Сквозь душную пелену он чувствовал, как Рокоссовский аккуратно уложил его на спину и высвободился, как тревожно походил, скрипя сапогами, по кабинету, а потом вышел. Слышал Паулюс и далёкие слова родного шепелявящего голоса, говорившего о том, чтобы «немца пока не будили». А потом стало тихо. И счастливо, пусть и одиноко. Безмолвно Паулюс спал без сновидений и никогда больше не мог уснуть полностью. Теперь он каждое мгновение следил за окружающим миром, надеясь только не пропустить появление своей жизни.

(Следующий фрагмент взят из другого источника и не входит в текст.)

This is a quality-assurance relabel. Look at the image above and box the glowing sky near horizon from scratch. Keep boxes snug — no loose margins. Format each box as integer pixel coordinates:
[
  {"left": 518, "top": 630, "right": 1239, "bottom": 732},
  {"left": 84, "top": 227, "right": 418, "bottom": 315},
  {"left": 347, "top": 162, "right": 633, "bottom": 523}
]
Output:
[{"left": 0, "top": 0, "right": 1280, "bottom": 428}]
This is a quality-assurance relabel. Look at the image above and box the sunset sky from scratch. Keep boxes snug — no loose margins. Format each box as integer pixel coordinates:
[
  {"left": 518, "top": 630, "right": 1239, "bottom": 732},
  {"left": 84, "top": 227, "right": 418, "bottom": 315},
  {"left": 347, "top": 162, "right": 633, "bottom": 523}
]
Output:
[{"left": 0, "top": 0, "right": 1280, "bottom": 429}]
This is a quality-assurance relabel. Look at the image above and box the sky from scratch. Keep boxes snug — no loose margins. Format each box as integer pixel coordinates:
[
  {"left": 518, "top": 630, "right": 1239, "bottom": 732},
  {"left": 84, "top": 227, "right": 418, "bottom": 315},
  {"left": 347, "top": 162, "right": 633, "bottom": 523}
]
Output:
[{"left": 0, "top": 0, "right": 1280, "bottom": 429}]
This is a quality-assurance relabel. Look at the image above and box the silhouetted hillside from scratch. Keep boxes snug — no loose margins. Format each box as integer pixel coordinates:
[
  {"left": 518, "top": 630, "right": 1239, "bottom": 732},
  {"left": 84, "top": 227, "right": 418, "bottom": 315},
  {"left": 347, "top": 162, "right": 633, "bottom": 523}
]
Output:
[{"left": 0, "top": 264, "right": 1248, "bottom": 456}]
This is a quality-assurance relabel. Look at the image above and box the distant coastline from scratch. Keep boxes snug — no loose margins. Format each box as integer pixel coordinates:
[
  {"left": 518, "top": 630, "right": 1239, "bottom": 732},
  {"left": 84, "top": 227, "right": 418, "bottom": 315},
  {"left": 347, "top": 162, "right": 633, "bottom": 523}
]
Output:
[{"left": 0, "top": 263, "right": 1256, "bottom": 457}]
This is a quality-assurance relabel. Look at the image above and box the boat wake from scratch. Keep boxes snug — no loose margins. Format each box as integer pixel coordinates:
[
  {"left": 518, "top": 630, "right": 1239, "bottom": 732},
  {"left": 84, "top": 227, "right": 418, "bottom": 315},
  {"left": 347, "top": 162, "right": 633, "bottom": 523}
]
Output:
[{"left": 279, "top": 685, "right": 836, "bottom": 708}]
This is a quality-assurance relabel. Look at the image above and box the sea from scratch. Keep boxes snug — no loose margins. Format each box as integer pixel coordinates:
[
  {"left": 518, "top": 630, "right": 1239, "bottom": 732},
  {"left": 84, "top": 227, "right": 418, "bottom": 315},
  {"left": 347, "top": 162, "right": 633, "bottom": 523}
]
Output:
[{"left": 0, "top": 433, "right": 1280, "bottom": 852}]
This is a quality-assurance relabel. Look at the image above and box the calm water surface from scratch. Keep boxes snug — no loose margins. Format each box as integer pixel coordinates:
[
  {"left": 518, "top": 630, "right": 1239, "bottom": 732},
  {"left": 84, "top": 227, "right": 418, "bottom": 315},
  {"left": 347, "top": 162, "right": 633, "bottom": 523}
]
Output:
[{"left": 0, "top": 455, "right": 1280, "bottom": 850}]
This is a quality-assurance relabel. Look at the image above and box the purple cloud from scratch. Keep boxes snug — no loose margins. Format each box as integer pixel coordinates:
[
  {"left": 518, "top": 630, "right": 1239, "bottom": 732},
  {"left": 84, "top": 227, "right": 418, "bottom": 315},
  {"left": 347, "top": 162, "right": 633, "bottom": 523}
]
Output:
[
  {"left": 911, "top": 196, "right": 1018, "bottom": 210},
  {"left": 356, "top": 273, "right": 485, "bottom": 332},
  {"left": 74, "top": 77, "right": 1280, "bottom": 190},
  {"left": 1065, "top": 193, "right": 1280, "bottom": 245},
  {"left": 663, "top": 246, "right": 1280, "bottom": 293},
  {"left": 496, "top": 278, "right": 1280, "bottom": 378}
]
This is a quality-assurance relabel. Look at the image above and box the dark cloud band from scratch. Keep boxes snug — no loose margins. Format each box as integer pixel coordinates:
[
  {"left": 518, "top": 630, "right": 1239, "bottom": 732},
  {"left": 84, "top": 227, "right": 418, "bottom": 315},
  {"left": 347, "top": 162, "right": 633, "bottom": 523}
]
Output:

Когда к вечеру его всё-таки разбудили, ему не сказали, что генерал Рокоссовский уехал. Паулюс и так это знал. Он уехал, но теперь Паулюс только сильнее стал надеяться и ждать, что увидит его снова, снова и снова. Никакой встречи не будет достаточно. Только он пропадёт — он потребуется обратно. Всегда его будет мало... Паулюс с этим смирился сразу же. И на следующий день стал немного счастливее и спокойнее. В вечной разлуке он теперь только страдал, но когда через месяц он получил ещё более куцее и бестолковое, чем предыдущее, письмо, он понял, что ждёт не напрасно.
Всё равно ничего другого ему никогда уже больше не ждать. Пусть сказать это излишне самонадеянно, но он привязал к себе лучшего советского генерала, пусть жалостью, пусть чувством навязанной ответственности и каким-то искажённым понятием долга и вины. Зато Рокоссовский знает о нём. Зато иногда вспоминает. Пусть как о непроходимой непонятной странности, как о несчастной, влюблённой, больной одиночеством кошке. Даже если он далеко, Паулюс не один на свете. Терпеливое ожидание легко вошло в его сердце и стало его основой.